Dinner Made Easy with Prica Farina’s Fresh Pasta
Husband and wife team, David Strenio and Priscila Moritz, handmake and sell up to ten pasta varieties per day.
Boston’s Eataly is fabulous and all, but if you want to shop like a true Italian while in Rhode Island, then the smaller mom-and-pop markets, shops and farmstands are the way to go. One of Rhode Island’s quaintest handcrafted pasta shops, Prica Farina, is located in downtown Warren on the corner of Market and Main Streets, and it feels like food shopping on the streets of Florence.
Husband and wife team, David Strenio and Priscila Moritz, handmake and sell up to ten pasta varieties per day, while also stocking New England-made and imported Italian cheeses, Hope and Main food products, local sauces and spreads, bread from Seven Stars Bakery on weekends and daily fresh-made, filled-to-order cannoli.
A glass case filled with fresh pasta greets customers with all the colors of the rainbow, and if you’re lucky, you might see some of the shapes being made directly behind the counter. “The pasta maker is David,” says Moritz, who manages the shop that has several shiny gadgets on display. “All of those machines are his toys. He’s very fond of them,” she says with a laugh.
Prica Farina has a pasta extruder with traditional bronze dies for making pastas with long and short shapes and a ravioli assembly machine that presses filled pastas. On any given day, they might have linguini, bucatini, gnocchi and two ravioli made with imported Italian flour, as well as a whole wheat option made with local flour from Maine Grains, a vegetable pasta made with sweet Italian peppers, spinach or fresh basil, and squid ink pasta.
Pasta-maker Strenio had worked in well-known Boston restaurants since 1991, and he also was the head cheesemaker at the renowned Great Hill Dairy in Marion, Massachusetts, famous for its Great Hill Blue Cheese. “David has a broad interest in food from all over and always loved making pasta even as a little kid,” Moritz says. “That was a natural thing for him.”
Moritz also has two decades of experience in the restaurant industry.
The couple got the idea for opening a pasta shop when they lived in Brazil for a brief stint and fell in love with all of the gourmet food and pasta shops there. They got homesick for the United States and decided to move back to the south coast of Massachusetts at the end of 2015, and began to put a plan in place for launching a store of their own. On their search for a storefront, they say Warren found them.

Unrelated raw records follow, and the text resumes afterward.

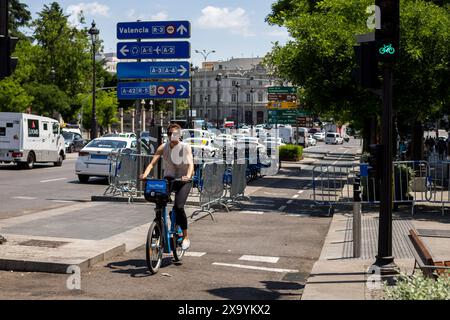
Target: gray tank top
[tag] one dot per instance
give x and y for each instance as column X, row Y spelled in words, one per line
column 175, row 160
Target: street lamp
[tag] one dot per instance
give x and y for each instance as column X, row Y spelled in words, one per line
column 252, row 91
column 93, row 31
column 205, row 55
column 238, row 86
column 218, row 79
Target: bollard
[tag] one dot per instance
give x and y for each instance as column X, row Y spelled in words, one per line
column 356, row 218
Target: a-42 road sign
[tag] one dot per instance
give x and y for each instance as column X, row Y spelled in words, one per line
column 154, row 50
column 153, row 70
column 153, row 90
column 154, row 30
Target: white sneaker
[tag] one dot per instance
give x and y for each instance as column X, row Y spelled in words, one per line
column 185, row 244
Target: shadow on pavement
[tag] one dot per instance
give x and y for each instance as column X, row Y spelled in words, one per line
column 137, row 268
column 271, row 293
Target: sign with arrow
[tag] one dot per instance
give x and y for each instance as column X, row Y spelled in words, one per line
column 154, row 50
column 153, row 70
column 154, row 30
column 153, row 90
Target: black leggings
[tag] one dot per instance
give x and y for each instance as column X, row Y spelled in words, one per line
column 182, row 191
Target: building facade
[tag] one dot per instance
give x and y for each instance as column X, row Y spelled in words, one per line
column 230, row 90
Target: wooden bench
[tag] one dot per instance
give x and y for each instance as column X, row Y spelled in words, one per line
column 424, row 260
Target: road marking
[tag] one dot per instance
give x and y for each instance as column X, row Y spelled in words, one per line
column 254, row 267
column 194, row 254
column 260, row 259
column 52, row 180
column 253, row 212
column 24, row 198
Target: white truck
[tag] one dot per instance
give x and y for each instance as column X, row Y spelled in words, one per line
column 26, row 139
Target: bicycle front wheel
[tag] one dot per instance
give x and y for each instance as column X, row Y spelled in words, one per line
column 154, row 247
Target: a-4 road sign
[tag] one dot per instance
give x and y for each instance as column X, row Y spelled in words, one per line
column 154, row 50
column 153, row 90
column 154, row 30
column 153, row 70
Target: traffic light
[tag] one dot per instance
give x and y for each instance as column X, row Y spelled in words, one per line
column 387, row 38
column 366, row 73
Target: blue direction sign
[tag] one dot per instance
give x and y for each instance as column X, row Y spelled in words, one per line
column 153, row 70
column 154, row 30
column 154, row 50
column 153, row 90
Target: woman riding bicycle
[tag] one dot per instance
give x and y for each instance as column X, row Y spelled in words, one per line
column 178, row 164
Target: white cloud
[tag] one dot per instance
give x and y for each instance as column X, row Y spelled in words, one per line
column 93, row 8
column 282, row 33
column 237, row 20
column 160, row 16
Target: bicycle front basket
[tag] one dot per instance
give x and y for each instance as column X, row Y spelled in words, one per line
column 157, row 191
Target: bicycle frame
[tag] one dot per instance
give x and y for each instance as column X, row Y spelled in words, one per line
column 168, row 233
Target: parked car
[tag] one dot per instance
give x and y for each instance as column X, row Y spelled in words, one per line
column 333, row 138
column 311, row 141
column 74, row 142
column 319, row 136
column 94, row 159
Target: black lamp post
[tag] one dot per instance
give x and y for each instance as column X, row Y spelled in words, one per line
column 238, row 86
column 218, row 79
column 93, row 31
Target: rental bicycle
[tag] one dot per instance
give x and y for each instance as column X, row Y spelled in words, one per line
column 161, row 238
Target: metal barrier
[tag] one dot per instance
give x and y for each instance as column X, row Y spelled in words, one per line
column 123, row 175
column 413, row 181
column 211, row 187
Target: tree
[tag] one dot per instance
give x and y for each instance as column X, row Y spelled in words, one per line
column 320, row 57
column 13, row 98
column 106, row 107
column 49, row 100
column 19, row 16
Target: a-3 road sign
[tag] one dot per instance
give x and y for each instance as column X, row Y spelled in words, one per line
column 153, row 70
column 154, row 30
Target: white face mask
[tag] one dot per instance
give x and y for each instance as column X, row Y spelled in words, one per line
column 175, row 136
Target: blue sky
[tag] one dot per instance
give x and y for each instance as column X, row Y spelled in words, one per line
column 233, row 28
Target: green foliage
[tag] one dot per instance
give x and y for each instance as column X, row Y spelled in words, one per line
column 13, row 98
column 106, row 105
column 291, row 153
column 419, row 287
column 320, row 58
column 48, row 99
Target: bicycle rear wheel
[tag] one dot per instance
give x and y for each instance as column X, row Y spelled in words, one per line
column 176, row 240
column 154, row 247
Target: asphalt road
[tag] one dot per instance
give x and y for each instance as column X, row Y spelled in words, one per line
column 45, row 187
column 264, row 249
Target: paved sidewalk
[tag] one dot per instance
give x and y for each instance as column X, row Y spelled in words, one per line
column 338, row 276
column 78, row 235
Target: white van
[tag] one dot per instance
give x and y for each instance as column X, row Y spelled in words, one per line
column 26, row 139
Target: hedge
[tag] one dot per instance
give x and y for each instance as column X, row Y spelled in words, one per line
column 291, row 153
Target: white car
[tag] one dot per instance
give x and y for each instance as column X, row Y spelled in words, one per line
column 333, row 138
column 319, row 136
column 311, row 141
column 94, row 159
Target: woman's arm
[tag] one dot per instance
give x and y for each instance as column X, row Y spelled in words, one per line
column 155, row 159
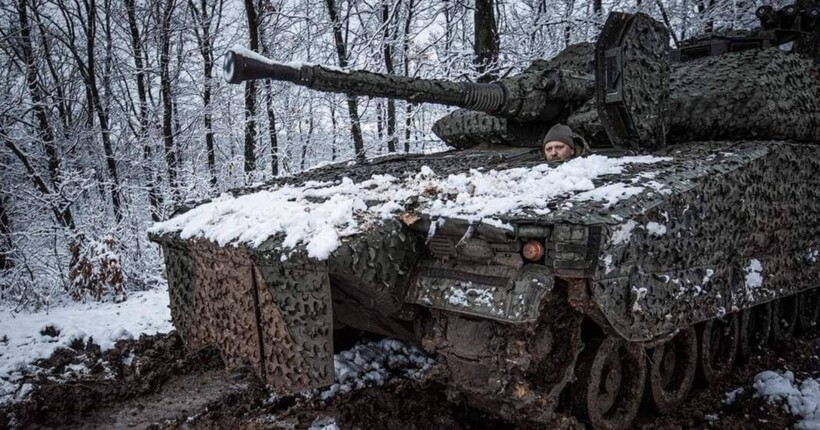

“Someone else once said, Warren chose them, and it’s the same with us. When we started looking for a location, our minds were in Providence. Every time we went to Providence to look around, we would take the scenic route through Warren and Barrington,” Moritz says. “One day, we saw a sign, ‘For rent.’ When we saw it, that was it.”
The shop has been open for one year, and Warren’s food scene is booming with the Happy Snail Tea House located right next door and the Perfect Sweet French macaron and pastry shop down the street, plus well-loved restaurants like Eli’s Kitchen, Bywater, the Square Peg, Revival Kitchen and Bar, Metacom Kitchen, Federal Hill Pizza and Blount Clam Shack. “There are so many good places to eat, it’s not even funny,” Moritz says.
And Prica Farina is certainly helping to build Warren’s reputation as a food town. The shop provides cooking instructions on each box of pasta sold as well as suggestions for serving it, so that the home cook doesn’t have to think about it. It only takes a few minutes in boiling water to put a delicious dinner on the table. Grab a jar of sauce, a hunk of cheese, some fresh bread and cannoli, and you’re good to go.
“People love to ask for recommendations. I feel very responsible for their dinner,” Moritz says. “You are there on the table with them at night, and at the end of our day, we feel mission accomplished. Hopefully, everybody is at the table having a delicious plate of pasta, feeling happy and that it was worth it.”